SM, as he’s known to many, spent the last week on the streets, in relative safety. Yesterday he was arrested. The news travelled like wildfire over the ‘net and supporters from all over the world sought information about his welfare. The fact that he had just posted a fabulous article about the situation in his city and that his blog suddenly went offline had many people worrying that the Egyptian government had somehow managed to pull his blog. As it happened, the blog account had been suspended because it came under a hack attack, and the host had it back up today. The man himself was released from custody after only an hour. I encourage you to read his latest manifesto, titled “Egypt, right now!”.
@TravellerW, also known as Mo-ha-med also had a bad day yesterday, all documented on Twitter. His blog, The Traveller Within is also being updated with requests for assistance and information about the real situation in Cairo.

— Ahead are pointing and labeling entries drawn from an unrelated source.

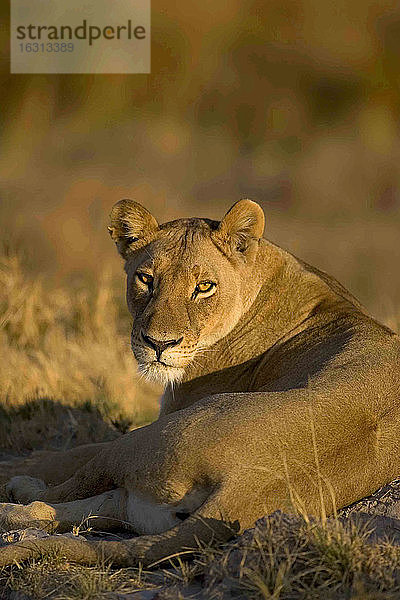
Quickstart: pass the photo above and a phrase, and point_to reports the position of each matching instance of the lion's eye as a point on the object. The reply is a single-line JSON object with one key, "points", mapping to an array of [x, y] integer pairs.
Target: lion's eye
{"points": [[145, 278], [205, 289]]}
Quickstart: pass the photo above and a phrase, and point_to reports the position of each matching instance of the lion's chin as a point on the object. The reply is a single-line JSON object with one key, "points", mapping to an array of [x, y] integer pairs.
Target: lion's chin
{"points": [[159, 372]]}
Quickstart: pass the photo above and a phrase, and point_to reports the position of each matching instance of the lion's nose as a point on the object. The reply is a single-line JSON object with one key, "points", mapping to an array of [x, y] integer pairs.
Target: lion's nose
{"points": [[160, 345]]}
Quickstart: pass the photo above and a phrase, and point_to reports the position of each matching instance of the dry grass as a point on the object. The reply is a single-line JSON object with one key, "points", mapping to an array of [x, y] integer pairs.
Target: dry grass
{"points": [[283, 558], [291, 558], [68, 345]]}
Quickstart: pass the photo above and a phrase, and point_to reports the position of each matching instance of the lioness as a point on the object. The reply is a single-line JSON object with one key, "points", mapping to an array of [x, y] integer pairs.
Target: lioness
{"points": [[281, 392]]}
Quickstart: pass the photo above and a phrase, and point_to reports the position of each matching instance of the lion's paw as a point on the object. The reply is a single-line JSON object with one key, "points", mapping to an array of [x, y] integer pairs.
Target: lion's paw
{"points": [[24, 489]]}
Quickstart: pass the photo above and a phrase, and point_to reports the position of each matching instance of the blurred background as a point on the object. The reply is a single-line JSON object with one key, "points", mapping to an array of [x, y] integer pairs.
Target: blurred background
{"points": [[293, 103]]}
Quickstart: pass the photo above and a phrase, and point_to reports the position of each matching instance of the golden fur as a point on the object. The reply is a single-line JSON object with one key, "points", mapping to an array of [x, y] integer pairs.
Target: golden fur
{"points": [[281, 392]]}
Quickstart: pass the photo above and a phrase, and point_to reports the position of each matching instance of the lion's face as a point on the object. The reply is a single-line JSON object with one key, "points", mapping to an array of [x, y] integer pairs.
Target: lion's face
{"points": [[188, 282]]}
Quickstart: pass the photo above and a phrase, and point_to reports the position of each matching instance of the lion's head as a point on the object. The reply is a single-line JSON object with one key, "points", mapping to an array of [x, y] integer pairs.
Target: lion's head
{"points": [[188, 281]]}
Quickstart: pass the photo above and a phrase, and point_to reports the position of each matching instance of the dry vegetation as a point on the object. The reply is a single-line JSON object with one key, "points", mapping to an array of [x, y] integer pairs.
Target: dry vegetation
{"points": [[283, 558], [65, 362]]}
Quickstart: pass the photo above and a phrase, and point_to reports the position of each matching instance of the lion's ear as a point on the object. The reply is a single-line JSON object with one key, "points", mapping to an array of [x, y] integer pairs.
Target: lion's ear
{"points": [[132, 226], [241, 228]]}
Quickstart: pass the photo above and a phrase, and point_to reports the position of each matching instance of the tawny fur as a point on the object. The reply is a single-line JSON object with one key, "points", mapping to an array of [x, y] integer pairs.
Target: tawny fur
{"points": [[281, 392]]}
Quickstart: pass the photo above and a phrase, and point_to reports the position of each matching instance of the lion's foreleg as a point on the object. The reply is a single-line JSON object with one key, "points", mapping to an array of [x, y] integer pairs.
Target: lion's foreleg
{"points": [[105, 511]]}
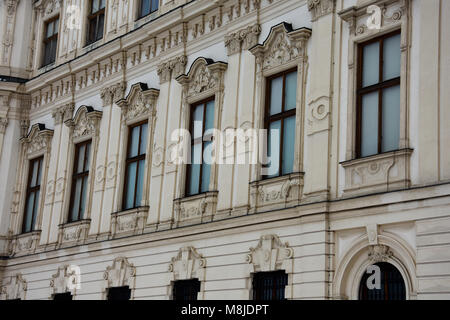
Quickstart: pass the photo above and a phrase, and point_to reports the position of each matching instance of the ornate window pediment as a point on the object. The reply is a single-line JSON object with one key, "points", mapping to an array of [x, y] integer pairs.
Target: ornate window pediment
{"points": [[15, 288], [121, 273], [204, 78], [271, 255], [38, 140], [188, 264], [140, 104], [282, 46], [85, 124]]}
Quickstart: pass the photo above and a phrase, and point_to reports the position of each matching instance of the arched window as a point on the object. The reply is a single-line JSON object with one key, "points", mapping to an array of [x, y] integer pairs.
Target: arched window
{"points": [[392, 285]]}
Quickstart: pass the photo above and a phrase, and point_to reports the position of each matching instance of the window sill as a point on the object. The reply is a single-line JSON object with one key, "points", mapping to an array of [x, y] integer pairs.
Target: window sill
{"points": [[275, 193], [378, 173], [195, 209], [129, 222], [74, 232], [25, 243]]}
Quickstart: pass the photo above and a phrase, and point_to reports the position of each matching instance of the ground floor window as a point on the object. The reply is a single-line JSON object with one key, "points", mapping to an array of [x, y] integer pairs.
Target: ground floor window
{"points": [[392, 285]]}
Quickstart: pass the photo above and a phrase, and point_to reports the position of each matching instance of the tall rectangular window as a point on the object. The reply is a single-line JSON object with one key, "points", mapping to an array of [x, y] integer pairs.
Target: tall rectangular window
{"points": [[147, 7], [135, 166], [201, 126], [96, 21], [80, 181], [186, 290], [32, 195], [378, 114], [50, 41], [269, 285], [280, 122]]}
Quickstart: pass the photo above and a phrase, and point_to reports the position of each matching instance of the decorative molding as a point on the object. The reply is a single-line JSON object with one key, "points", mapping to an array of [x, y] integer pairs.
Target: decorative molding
{"points": [[188, 264], [320, 8], [271, 255], [121, 273], [139, 104], [282, 46], [15, 288], [172, 68], [242, 39]]}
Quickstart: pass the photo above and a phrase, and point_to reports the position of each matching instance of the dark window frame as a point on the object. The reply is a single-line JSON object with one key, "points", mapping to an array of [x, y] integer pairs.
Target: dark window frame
{"points": [[131, 160], [186, 290], [141, 14], [279, 279], [30, 190], [378, 87], [49, 40], [95, 15], [203, 102], [76, 176], [268, 119]]}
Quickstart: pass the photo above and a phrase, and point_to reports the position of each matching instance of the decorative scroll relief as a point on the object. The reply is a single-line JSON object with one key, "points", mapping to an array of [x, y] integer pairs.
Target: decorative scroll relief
{"points": [[270, 255], [242, 39], [172, 68], [76, 232], [139, 104], [379, 253], [205, 75], [14, 288], [196, 209], [66, 279], [38, 140], [384, 172], [130, 222], [188, 264], [320, 8], [282, 46], [120, 274], [86, 123], [279, 192], [318, 115]]}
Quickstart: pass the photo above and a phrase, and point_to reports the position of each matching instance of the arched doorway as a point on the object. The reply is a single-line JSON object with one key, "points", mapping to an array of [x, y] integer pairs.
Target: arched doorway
{"points": [[392, 284]]}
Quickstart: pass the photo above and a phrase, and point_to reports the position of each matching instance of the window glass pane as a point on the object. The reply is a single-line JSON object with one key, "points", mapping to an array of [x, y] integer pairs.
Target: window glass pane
{"points": [[209, 117], [80, 160], [143, 147], [273, 148], [291, 91], [276, 95], [197, 117], [145, 7], [391, 58], [206, 168], [134, 142], [391, 119], [371, 64], [131, 184], [155, 4], [140, 182], [29, 213], [369, 125], [288, 145], [76, 200], [101, 24]]}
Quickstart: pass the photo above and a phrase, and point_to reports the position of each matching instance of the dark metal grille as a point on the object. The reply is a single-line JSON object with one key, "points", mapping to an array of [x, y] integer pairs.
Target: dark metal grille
{"points": [[392, 285], [186, 290], [269, 285]]}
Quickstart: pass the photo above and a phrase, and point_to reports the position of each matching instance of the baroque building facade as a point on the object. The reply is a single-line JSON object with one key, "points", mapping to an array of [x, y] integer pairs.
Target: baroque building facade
{"points": [[94, 205]]}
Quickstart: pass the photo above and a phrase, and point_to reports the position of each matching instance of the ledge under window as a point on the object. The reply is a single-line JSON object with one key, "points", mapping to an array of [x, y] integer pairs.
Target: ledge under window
{"points": [[195, 209], [74, 233], [129, 223], [275, 193], [379, 173]]}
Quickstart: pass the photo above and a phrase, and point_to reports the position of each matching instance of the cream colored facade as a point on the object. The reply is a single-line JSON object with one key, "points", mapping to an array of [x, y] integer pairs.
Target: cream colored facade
{"points": [[322, 225]]}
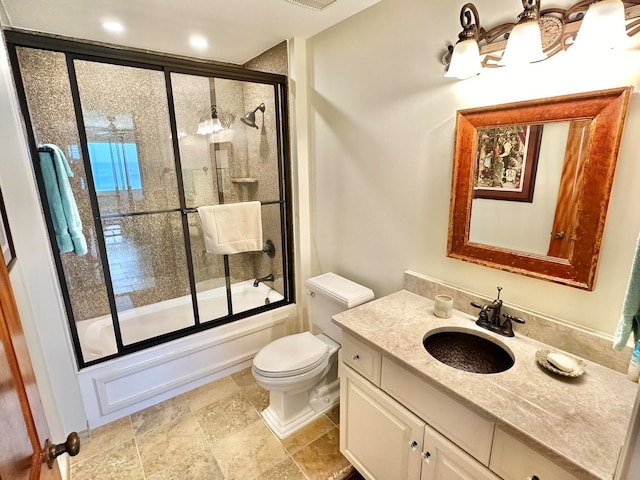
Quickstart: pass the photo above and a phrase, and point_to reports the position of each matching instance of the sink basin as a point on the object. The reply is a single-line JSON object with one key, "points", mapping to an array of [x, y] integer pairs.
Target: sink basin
{"points": [[468, 351]]}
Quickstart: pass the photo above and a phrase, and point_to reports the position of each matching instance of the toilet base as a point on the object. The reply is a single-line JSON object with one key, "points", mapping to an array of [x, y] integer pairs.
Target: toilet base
{"points": [[287, 413]]}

From what I’ve managed to understand, and I may be wrong on the details, but it appears he was attacked on the streets of Cairo, not in Tahrir Square, because he was carrying a laptop. Vigilante’s are everywhere, and side by side with escaped convicts and anyone else taking advantage of the mayhem and lack of police protection. Mo-ha-med was rescued by the army, and made it home with a bleeding and aching head. No news on whether he got to keep the laptop.